My conclusion is that the mipmaps that opengl creates are simply blurrier than the ones the previous program created with the average-four-point algorithm, and no amount of choosing the right mipmap or LINEAR vs NEAREST is going to get the sharpness I need.
Specific questions:
(1) Does it seem right that opengl is in fact making blurrier mipmaps than the average-four-points algorithm from the original program?
(2) Is there something I might have overlooked in my use of glTexParameter that could give sharper results using the mipmaps opengl is making?
(3) Is there some way I can get opengl to make sharper mipmaps in the first place, such as by using a "cubic" filter or otherwise controlling the mipmap creation process? Or for that matter it seems like I could use the same average-four-points code to manually generate the mipmaps and hand them off to opengl. But I don't know how to do that...
(1) it seems unlikely; I'd expect it just to use a box filter, which is average four points in effect. Possibly it's just switching from one texture to a higher resolution one at a different moment — e.g. it "Chooses the mipmap that most closely matches the size of the pixel being textured", so a 256x256 map will be used to texture a 383x383 area, whereas the manual system it replaces may always have scaled down from 512x512 until the target size was 256x256 or less.
(2) not that I'm aware of in base GL, but if you were to switch to GLSL and the programmable pipeline then you could use the 'bias' parameter to texture2D if the problem is that the lower resolution map is being used when you don't want it to be. Similarly, the GL_EXT_texture_lod_bias extension can do the same in the fixed pipeline. It's an NVidia extension from a decade ago and is something all programmable cards could do, so it's reasonably likely you'll have it.
(EDIT: reading the extension more thoroughly, texture bias migrated into the core spec of OpenGL in version 1.4; clearly my man pages are very out of date. Checking the 1.4 spec, page 279, you can supply a GL_TEXTURE_LOD_BIAS)
(3) yes — if you disable GL_GENERATE_MIPMAP then you can use glTexImage2D to supply whatever image you like for every level of scale, that being what the 'level' parameter dictates.
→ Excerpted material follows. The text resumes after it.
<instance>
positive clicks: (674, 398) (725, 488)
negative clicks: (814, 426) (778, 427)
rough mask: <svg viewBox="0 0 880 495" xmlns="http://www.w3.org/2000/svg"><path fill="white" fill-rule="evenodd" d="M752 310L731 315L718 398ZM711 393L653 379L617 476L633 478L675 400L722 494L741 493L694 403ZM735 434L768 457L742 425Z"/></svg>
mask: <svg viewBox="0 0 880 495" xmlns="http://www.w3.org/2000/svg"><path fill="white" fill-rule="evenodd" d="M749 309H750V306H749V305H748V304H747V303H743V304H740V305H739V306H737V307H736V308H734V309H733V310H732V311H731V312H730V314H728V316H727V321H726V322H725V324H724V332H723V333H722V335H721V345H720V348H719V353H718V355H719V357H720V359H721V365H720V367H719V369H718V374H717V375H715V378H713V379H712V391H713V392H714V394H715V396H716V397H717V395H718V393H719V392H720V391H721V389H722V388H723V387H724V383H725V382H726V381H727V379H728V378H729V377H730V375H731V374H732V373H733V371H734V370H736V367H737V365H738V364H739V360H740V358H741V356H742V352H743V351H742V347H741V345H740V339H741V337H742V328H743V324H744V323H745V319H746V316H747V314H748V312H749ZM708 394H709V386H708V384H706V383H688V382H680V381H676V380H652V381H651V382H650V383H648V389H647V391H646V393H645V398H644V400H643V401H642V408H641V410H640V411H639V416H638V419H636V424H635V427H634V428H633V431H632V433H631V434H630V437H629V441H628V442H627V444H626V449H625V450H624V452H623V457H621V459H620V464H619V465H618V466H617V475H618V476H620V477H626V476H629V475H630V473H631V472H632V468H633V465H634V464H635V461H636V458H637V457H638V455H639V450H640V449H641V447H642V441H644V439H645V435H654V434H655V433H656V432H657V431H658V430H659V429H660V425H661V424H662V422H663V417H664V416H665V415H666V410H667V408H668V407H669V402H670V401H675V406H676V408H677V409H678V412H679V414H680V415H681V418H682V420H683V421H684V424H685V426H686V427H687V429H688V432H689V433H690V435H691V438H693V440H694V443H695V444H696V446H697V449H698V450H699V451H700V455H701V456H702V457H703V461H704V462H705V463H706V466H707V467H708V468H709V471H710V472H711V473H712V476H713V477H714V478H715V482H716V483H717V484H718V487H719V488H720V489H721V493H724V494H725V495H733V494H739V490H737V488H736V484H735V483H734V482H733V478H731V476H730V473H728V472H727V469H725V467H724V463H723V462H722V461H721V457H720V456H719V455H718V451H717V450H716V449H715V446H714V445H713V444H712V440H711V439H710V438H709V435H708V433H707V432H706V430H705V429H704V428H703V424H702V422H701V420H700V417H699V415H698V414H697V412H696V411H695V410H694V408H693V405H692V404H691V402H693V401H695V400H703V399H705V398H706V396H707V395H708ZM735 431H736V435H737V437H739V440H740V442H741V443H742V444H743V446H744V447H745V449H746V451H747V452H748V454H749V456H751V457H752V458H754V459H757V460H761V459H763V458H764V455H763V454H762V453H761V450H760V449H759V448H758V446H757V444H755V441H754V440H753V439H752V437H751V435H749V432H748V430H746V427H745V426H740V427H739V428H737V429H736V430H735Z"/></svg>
So you can supply completely unrelated mip maps if you want.
To answer your specific points, the four-point filtering you mention is equivalent to box-filtering. This is less blurry than higher-order filters, but can result in aliasing patterns. One of the best filters is the Lanczos filter. I suggest you calculate all of your mipmap levels from the base texture using a Lanczos filter and crank up the anisotropic filtering settings on your graphics card.
I assume that the original code managed textures itself because it was designed to view data sets that are too large to fit into graphics memory. This was probably a bigger problem in the past, but is still a concern.